Firefighters battling a brush fire smoldering in the hills in Santa Barbara County got some help from Mother Nature overnight as a chilly storm brought rain to the Central Coast and doused the worst of the flames.
The Cave fire broke out Monday afternoon in Los Padres National Forest and was initially pushed downhill by erratic winds toward communities in Santa Barbara and Goleta, spurring evacuations. Firefighters were able to beat back the flames, protecting homes in the region, until the rain arrived to lend a helping hand shortly after midnight Wednesday.
The blaze has charred 4,367 acres and was 20% contained as of Wednesday morning, but fire officials say the containment area is likely to grow with additional rain in the forecast. The storm is expected to dump 1 to 2 inches of rain in the coast and valleys and up to 3 inches in the foothills and lower mountain elevations before subsiding Friday, according to the National Weather Service.
Fire crews are still working to extinguish some stubborn smoldering hot spots. But thousands of people who fled their neighborhoods as the fire approached were allowed to return to their homes before noon Wednesday, just in time to make their Thanksgiving preparations, said Mike Eliason, a Santa Barbara County Fire Department spokesman.
The storm will drop snow levels so drastically — down to as low as 2,000 feet by Thursday — that the Cave fire burn area in the Los Padres National Forest might actually receive a dusting, forecasters said.

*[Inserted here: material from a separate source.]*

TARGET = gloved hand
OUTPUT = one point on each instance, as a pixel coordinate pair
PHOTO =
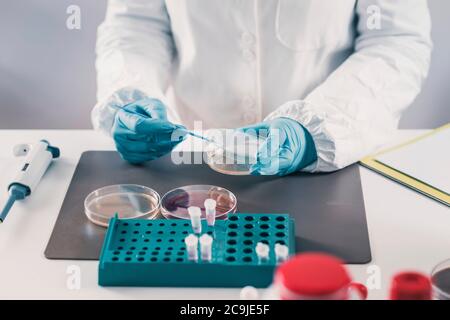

“Rain is still in the forecast, and the colder overnight storm actually brings a slight chance of snow near the higher elevation of the fire,” Eliason wrote on Twitter. “A sentence I’ll probably never write again.”
However, county fire officials issued a notice shortly after 10 p.m. Tuesday to residents living directly below the burn area in Santa Barbara and Goleta warning of the potential for dangerous debris flows.
Some residents in other parts of Santa Barbara County — including Montecito, which does not fall in the evacuation zone — received emergency alerts late Tuesday warning them about debris flows. Residents in those areas say it quickly resurfaced fears about the devastating mudslide that swept through the affluent coastal community in January 2018.
Twenty-three people died and at least 130 homes were destroyed when the river of mud and rock flowed through Montecito during a rainstorm after the Thomas fire. After that, a Times investigation found that government officials did not heed decades-old warnings to build bigger basins that could have made the mudslide far less catastrophic — and that Santa Barbara County failed to thoroughly empty the existing basins before the disaster, drastically reducing their capacity to trap debris.
“We’re not greatly concerned about debris flows in burn areas at this point,” said Andrew Rorke, a senior forecaster with the National Weather Service in Oxnard.
However, Rorke noted that conditions could change quickly if a strong cell or thunderstorm makes its way over a burn scar and lingers. “That would be the biggest threat to the burn area, but the odds of one hitting are very low,” he said.
When hills are verdant and healthy, vegetation can anchor the soil, even during heavy storms. But when the protective blanket of vegetation is burned off, hillsides become vulnerable to erosion, and slopes can come crashing down in a torrent of mud, rocks and dead branches, destroying homes.
Late Tuesday, television footage from Santa Barbara showed construction crews clearing dirt from debris basins. While evacuation warnings were lifted in the region Wednesday morning, officials urged residents to remain vigilant.
“If you feel uncomfortable or unsafe at any time, do not wait, leave the area and move outside the fire evacuation order and debris flow evacuation warning area,” the county wrote in a notice. “If you live or are near creeks and streams, be aware that waterways may experience high flows and can rise quickly.”